Abstract

Abstract Surface faulting accompanying the great Yinchuan-Pingluo earthquake of 1739 in Ningxia Huizu Zizhiqu (Ningsia Hui Autonomous Region) produced two sections of fault scarps 3.5 and 16.5 km long and separated from one another by 65 km along strike. The scarps are on the west side of the Yinchuan graben along the east flank of the Helan Shan (Holan Mountains). The east side of the faults is downthrown, and surface offsets at the fault are as much as 5.3 m on the Hongguozigou (northern) section, and 4.6 m on the Suyukou (southern) section. Actual net displacement may be slightly less. Near the north end of the set of faults, the Great Wall is offset by about 2.7 m vertically and about 3 m right laterally. On scarps more than 2 m high, a free face has persisted for the 245 yr since the scarps were formed in 1739; free faces commonly are 2 to 3 m high. The 1739 fault displacement occurred, at least in part, along an older fault scarp that is estimated from profile analysis to be about 12,000 yr old.
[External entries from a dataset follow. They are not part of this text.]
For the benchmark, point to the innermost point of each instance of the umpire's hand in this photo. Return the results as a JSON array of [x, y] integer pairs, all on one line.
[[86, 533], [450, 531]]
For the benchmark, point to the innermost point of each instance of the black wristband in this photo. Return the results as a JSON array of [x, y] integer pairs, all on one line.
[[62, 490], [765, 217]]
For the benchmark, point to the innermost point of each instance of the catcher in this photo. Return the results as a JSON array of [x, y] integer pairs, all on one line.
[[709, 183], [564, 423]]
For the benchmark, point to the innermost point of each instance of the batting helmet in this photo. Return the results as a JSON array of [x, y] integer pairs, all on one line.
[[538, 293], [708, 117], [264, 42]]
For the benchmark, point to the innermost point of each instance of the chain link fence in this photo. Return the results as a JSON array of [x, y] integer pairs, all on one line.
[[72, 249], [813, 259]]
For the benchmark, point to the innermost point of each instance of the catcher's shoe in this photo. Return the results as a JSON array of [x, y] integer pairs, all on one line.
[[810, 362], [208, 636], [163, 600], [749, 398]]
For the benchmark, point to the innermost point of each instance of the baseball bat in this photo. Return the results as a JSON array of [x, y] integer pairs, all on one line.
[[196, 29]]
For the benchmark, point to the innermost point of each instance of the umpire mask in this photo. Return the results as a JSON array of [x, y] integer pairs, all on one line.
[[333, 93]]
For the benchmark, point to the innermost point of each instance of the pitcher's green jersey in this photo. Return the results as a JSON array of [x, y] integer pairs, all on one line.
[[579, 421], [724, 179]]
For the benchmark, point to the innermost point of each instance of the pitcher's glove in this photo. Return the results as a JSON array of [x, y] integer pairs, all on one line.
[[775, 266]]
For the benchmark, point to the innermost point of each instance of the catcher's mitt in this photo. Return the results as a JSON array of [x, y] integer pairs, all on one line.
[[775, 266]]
The historical record of destructive earthquakes in the Yinchuan graben since 1010 A.D. includes only one near M 8 in 1739, and only two of approximately M 6.5, one in 1143 and the other in 1477. Average recurrence intervals for major earthquakes comparable to that of 1739 in the Yinchuan graben probably are measured in thousands and possibly ten thousand or more years.